To gain a comprehensive overview of inter and intra-caste relations of this region, we compared the maternal and paternal heritage of various caste and tribal populations. Previous genetic studies on different caste populations have failed to make a consensus on their origins and affinities.19, 52, 53, 54 It was also suggested that the restricted marriage practice was the major contributing factor for a fine tapestry of the social system.43, 54 However, contradictory conclusion were drawn for the roles of males and females in shaping the caste stratification.19, 43, 54, 55 When comparing with the previous analyses,43, 52 our data showed significant (unpaired t-test P<0.0001) higher proportion of West Eurasian-specific lineages among traditionally higher caste (Brahmin and Kshatriya) populations for maternal lineages, although it was non-significant for the paternal ancestry (unpaired t-test P=0.5468).

While comparing the genetic distances, we found that the Brahmins and Kshatriya consistently remained as outliers. Therefore, to evaluate the roles of males and females in the social stratification of this region, we calculated the distances of studied populations, with respect to the Brahmins, who were the extreme outlier in the tree (Figure 3). For this, we have grouped populations according to their classical social status—Brahmins, Kshatriya, Vaishya (Goswami and Shah) and Shudra (Arya and Tamta).

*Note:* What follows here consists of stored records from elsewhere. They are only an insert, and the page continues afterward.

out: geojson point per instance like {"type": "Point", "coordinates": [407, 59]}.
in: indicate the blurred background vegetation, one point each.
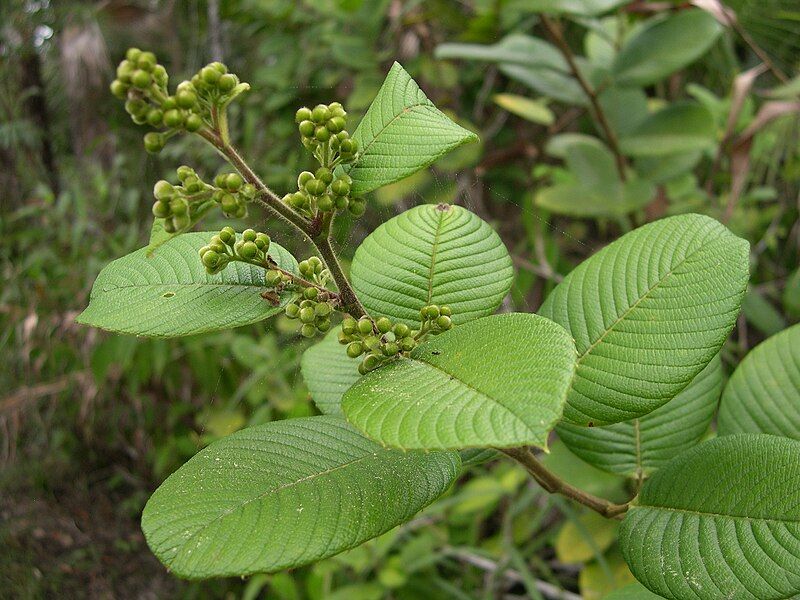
{"type": "Point", "coordinates": [595, 116]}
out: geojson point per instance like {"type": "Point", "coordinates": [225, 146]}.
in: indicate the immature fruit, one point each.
{"type": "Point", "coordinates": [365, 326]}
{"type": "Point", "coordinates": [383, 324]}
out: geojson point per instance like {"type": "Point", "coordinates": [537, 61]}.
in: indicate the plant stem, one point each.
{"type": "Point", "coordinates": [317, 232]}
{"type": "Point", "coordinates": [555, 34]}
{"type": "Point", "coordinates": [555, 485]}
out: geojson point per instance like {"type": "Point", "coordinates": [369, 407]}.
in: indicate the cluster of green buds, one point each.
{"type": "Point", "coordinates": [378, 342]}
{"type": "Point", "coordinates": [142, 83]}
{"type": "Point", "coordinates": [224, 247]}
{"type": "Point", "coordinates": [232, 194]}
{"type": "Point", "coordinates": [314, 311]}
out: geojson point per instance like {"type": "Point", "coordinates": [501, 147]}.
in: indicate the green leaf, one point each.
{"type": "Point", "coordinates": [638, 447]}
{"type": "Point", "coordinates": [634, 591]}
{"type": "Point", "coordinates": [665, 45]}
{"type": "Point", "coordinates": [721, 520]}
{"type": "Point", "coordinates": [499, 381]}
{"type": "Point", "coordinates": [169, 294]}
{"type": "Point", "coordinates": [648, 312]}
{"type": "Point", "coordinates": [328, 373]}
{"type": "Point", "coordinates": [535, 111]}
{"type": "Point", "coordinates": [763, 394]}
{"type": "Point", "coordinates": [598, 191]}
{"type": "Point", "coordinates": [401, 133]}
{"type": "Point", "coordinates": [285, 494]}
{"type": "Point", "coordinates": [442, 255]}
{"type": "Point", "coordinates": [682, 127]}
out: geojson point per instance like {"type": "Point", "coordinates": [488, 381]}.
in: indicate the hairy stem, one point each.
{"type": "Point", "coordinates": [555, 34]}
{"type": "Point", "coordinates": [317, 231]}
{"type": "Point", "coordinates": [555, 485]}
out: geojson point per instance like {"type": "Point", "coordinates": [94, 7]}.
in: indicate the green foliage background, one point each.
{"type": "Point", "coordinates": [91, 423]}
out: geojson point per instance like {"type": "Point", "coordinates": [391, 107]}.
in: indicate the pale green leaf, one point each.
{"type": "Point", "coordinates": [648, 312]}
{"type": "Point", "coordinates": [535, 111]}
{"type": "Point", "coordinates": [285, 494]}
{"type": "Point", "coordinates": [328, 373]}
{"type": "Point", "coordinates": [682, 127]}
{"type": "Point", "coordinates": [401, 133]}
{"type": "Point", "coordinates": [499, 381]}
{"type": "Point", "coordinates": [170, 293]}
{"type": "Point", "coordinates": [638, 447]}
{"type": "Point", "coordinates": [440, 254]}
{"type": "Point", "coordinates": [763, 394]}
{"type": "Point", "coordinates": [722, 520]}
{"type": "Point", "coordinates": [665, 45]}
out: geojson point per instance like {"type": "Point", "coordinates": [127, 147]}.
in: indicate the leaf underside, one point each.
{"type": "Point", "coordinates": [498, 381]}
{"type": "Point", "coordinates": [721, 520]}
{"type": "Point", "coordinates": [401, 133]}
{"type": "Point", "coordinates": [638, 447]}
{"type": "Point", "coordinates": [285, 494]}
{"type": "Point", "coordinates": [763, 394]}
{"type": "Point", "coordinates": [440, 254]}
{"type": "Point", "coordinates": [169, 294]}
{"type": "Point", "coordinates": [648, 313]}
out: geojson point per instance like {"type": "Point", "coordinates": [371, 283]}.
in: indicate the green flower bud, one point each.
{"type": "Point", "coordinates": [302, 114]}
{"type": "Point", "coordinates": [119, 89]}
{"type": "Point", "coordinates": [365, 325]}
{"type": "Point", "coordinates": [340, 187]}
{"type": "Point", "coordinates": [154, 142]}
{"type": "Point", "coordinates": [249, 250]}
{"type": "Point", "coordinates": [349, 325]}
{"type": "Point", "coordinates": [274, 278]}
{"type": "Point", "coordinates": [322, 309]}
{"type": "Point", "coordinates": [335, 124]}
{"type": "Point", "coordinates": [210, 75]}
{"type": "Point", "coordinates": [324, 174]}
{"type": "Point", "coordinates": [163, 190]}
{"type": "Point", "coordinates": [322, 134]}
{"type": "Point", "coordinates": [146, 61]}
{"type": "Point", "coordinates": [186, 99]}
{"type": "Point", "coordinates": [304, 178]}
{"type": "Point", "coordinates": [444, 322]}
{"type": "Point", "coordinates": [383, 324]}
{"type": "Point", "coordinates": [355, 349]}
{"type": "Point", "coordinates": [193, 123]}
{"type": "Point", "coordinates": [320, 114]}
{"type": "Point", "coordinates": [307, 128]}
{"type": "Point", "coordinates": [173, 118]}
{"type": "Point", "coordinates": [161, 210]}
{"type": "Point", "coordinates": [227, 82]}
{"type": "Point", "coordinates": [141, 79]}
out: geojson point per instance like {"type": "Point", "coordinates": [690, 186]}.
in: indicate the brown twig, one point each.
{"type": "Point", "coordinates": [555, 34]}
{"type": "Point", "coordinates": [555, 485]}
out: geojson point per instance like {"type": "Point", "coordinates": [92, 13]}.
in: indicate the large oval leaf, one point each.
{"type": "Point", "coordinates": [286, 494]}
{"type": "Point", "coordinates": [328, 373]}
{"type": "Point", "coordinates": [648, 313]}
{"type": "Point", "coordinates": [665, 45]}
{"type": "Point", "coordinates": [401, 133]}
{"type": "Point", "coordinates": [763, 394]}
{"type": "Point", "coordinates": [498, 381]}
{"type": "Point", "coordinates": [721, 520]}
{"type": "Point", "coordinates": [432, 254]}
{"type": "Point", "coordinates": [638, 447]}
{"type": "Point", "coordinates": [170, 293]}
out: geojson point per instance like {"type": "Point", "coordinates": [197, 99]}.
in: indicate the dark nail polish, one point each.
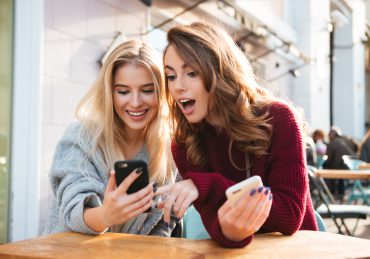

Interestingly, the maternal structure of this region was in congruent with the classical social system, where distance from Brahmins to other groups was following a social ladder type structure (Figure 3a). However, the male line of descent did not reveal any kind of such local structure (Figure 3b). Notably, the distance from Brahmins to Vaishya was significantly higher than Brahmins to Shudra (t-test P<0.001). Moreover, Arya (Shudra) was closest to Brahmins and Kshatriya than to any other non-Brahmin and Kshatriya populations. The affinity of Arya towards Brahmins and Kshatriya is due to the analogous high frequency of haplogroups R1a1a-M17 and R2a-M124 (Supplementary Figure 4 and Supplementary Table 3). A similar observation was reported elsewhere,19 however, the most parsimonious reason given for such discrepancy is highly unlikely in our case giving out the closer paternal ancestry of Shudra (Arya) with the Brahmin and Kshatriya (Supplementary Figure 4).

Figure 3
figure 3

The genetic distance of each population and population groups based on mtDNA (a) and Y chromosome (b) data. As Brahmins were attaining outlier position, all the distances were shown with respect to the Brahmins.

In conclusions, our extensive analysis on uniparentally inherited markers led to the most precise identification of East/Southeast Asian, South Asian and West Eurasian haplogroups among Uttarakhand populations and a better understanding of the extent of admixture from East and West. We have observed that the admixture of East Eurasian lineages to Uttarakhand population was inclined towards higher female geneflow. The unexpected link of Shudra (Arya) with the higher traditional caste (Brahmin and Kshatriya) was major factor likely to be responsible for disordering the traditional caste barrier in the Uttarakhand state. In addition, generating well resolved mtDNA and Y chromosomal lineages allowed us to detect the directional geneflow and their accretion from other side of the Himalayas.